Phosphorus atomic layer doping in Ge using RPCVD

Abstract

Phosphorus atomic layer doping (P-ALD) in Ge is investigated at temperatures between 100°C and 400°C using a single wafer reduced pressure chemical vapor deposition (RPCVD) system. Hydrogen-terminated and hydrogen-free Ge (100) surfaces are exposed to PH3 at different PH3 partial pressures after interrupting Ge growth. The adsorption and reaction of PH3 proceed on a hydrogen-free Ge surface. For all temperatures and PH3 partial pressures used for the P-ALD, the P dose increased with increasing PH3 exposure time and saturated. The saturation value of the incorporated P dose at 300°C is ∼1.5×1014cm−3, which is close to a quarter of a monolayer of the Ge (100) surface.
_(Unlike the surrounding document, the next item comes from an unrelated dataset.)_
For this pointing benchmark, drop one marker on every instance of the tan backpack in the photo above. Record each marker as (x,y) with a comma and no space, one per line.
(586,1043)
The P dose could be simulated assuming a Langmuir-type kinetics model with a saturation value of Nt=1.55×1014cm−2 (a quarter of a monolayer), reaction rate constant kr=77s−1 and thermal equilibrium constant K=3.0×10−2Pa−1. An electrically active P concentration of 5–6×1019cm−3, which is a 5–6 times higher thermal solubility of P in Ge, is obtained by multiple P spike fabrication using the P-ALD process.